Central African Republic’s -95% memecoin crash is a repeat performance

The Central African Republic reportedly launched its own memecoin over the weekend. However, despite it being the world’s first nation-state memecoin and the first sovereign token on the Solana blockchain, all the launch managed to do was prove to the world that the country isn’t serious about communicating the truth about its crypto policies.

A Sunday tweet from President Faustin-Archange Touadéra announced the launch of CAR, calling the token “an experiment designed to show how something as simple as a meme can unite people, support national development, and put the Central African Republic on the world stage.”

Unfortunately, the launch gave the definite impression that it wasn’t supposed to be seen, much less understood, by the majority of the country.

For example, Touadéra launched CAR at midnight in the Central African Republic, the post was in English, not French, and the launch occurred during the US Super Bowl.

And as if that weren’t enough red flags, the last four characters in the post spelled out “pump.” The coin rallied to a market capitalization of $900 million before most Central African Republicans had even woken up, and proceeded to crash 90% throughout its first day.

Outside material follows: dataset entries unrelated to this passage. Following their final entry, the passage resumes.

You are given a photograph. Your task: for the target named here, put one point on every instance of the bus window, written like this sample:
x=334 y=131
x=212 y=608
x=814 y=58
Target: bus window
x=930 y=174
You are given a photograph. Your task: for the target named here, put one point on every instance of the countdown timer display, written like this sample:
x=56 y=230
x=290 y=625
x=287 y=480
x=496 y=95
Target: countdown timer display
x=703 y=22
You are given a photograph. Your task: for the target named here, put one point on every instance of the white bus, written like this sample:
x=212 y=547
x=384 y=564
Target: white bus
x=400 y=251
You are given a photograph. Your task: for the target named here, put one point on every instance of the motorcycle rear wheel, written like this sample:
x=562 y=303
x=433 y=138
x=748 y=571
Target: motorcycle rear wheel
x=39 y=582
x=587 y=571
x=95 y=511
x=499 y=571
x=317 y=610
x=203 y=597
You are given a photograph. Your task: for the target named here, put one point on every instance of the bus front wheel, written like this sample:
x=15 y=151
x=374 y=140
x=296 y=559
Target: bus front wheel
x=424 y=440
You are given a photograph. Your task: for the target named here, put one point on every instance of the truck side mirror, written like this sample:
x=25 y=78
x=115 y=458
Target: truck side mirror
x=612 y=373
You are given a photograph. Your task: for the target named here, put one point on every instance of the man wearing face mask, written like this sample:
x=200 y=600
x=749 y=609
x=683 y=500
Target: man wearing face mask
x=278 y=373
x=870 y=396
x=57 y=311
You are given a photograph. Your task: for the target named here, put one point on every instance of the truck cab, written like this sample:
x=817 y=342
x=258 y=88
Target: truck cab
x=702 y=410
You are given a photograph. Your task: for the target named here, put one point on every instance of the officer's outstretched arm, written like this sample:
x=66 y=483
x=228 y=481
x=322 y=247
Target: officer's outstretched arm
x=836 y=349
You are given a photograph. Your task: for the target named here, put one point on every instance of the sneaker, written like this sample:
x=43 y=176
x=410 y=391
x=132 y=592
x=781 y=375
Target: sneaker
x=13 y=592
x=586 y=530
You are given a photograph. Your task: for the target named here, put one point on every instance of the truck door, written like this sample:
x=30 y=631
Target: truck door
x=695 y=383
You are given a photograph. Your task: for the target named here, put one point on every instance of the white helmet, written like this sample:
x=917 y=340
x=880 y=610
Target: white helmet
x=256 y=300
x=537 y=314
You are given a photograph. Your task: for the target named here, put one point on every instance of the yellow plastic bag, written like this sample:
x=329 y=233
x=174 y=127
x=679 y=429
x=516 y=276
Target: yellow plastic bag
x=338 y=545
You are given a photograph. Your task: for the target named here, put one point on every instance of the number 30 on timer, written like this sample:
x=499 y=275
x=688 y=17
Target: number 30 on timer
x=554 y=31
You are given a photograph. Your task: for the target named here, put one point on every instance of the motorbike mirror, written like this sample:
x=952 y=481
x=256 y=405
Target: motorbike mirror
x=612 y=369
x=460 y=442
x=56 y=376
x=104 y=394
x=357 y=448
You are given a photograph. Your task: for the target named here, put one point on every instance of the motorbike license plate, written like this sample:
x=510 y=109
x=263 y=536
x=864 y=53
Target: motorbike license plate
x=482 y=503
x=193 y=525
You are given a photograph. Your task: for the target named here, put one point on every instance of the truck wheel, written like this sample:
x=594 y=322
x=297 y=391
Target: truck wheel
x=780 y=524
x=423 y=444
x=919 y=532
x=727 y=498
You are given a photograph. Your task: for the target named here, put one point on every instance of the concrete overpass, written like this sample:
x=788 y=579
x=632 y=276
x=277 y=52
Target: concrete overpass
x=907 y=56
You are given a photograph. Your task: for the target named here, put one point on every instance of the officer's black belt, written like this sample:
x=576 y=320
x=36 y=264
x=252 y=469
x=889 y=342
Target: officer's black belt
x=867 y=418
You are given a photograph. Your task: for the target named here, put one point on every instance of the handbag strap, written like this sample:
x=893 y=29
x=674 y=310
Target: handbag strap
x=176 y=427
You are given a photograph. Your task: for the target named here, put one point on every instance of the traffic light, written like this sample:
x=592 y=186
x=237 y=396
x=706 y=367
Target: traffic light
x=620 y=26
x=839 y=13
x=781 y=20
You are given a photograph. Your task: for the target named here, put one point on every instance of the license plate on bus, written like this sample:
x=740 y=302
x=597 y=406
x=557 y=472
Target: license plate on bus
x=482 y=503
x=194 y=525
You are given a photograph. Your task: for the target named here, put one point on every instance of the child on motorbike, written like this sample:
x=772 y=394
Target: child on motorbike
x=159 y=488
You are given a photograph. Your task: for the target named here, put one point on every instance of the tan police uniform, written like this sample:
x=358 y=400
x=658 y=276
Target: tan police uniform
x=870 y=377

By early Tuesday morning, it had halved again to under $40 million.

CAR rallied to a market cap of $900 million before most Central African Republicans had woken up.a

Read more: Right-wing X account followed by Elon Musk shilled Indian memecoin

Initial attempts to visit CAR’s official website, car.meme, produced a security warning in modern browsers, SSL certificates failed to load, and eventually, the website went offline entirely.

Then there’s the fact that the coin wasn’t denominated in the nation’s official currency, the CFA Franc. Moreover, there was no evidence that any bank or payment processor would accept CAR in the country.

Finally, when researchers asked SarumAI Agent if the coin was legitimate, it scored less than a 17% safety score with further notations that the top 10 holders held 84% of the supply.

Even crypto sleuth Coffeezilla couldn’t quite figure out if it was real. “Did a country just launch a memecoin?” He added the facepalm emoji and referred to CAR as an “obvious copy of the $TRUMP coin.”

In all, evidence suggests that Touadéra’s announcement of the world’s first sovereign memecoin lacked any sort of serious consideration.

However, the less-than-serious launch shouldn’t really come as a huge surprise. After all, the country has a history of releasing fake crypto news. This includes its supposed acceptance of bitcoin (BTC) as legal tender that never meaningfully occurred.

Indeed, the country put little to no effort into supporting BTC’s use as a means of payment. It never installed any significant quantity of BTC ATMs or point-of-sale terminals and eventually just dropped it from legal tender status.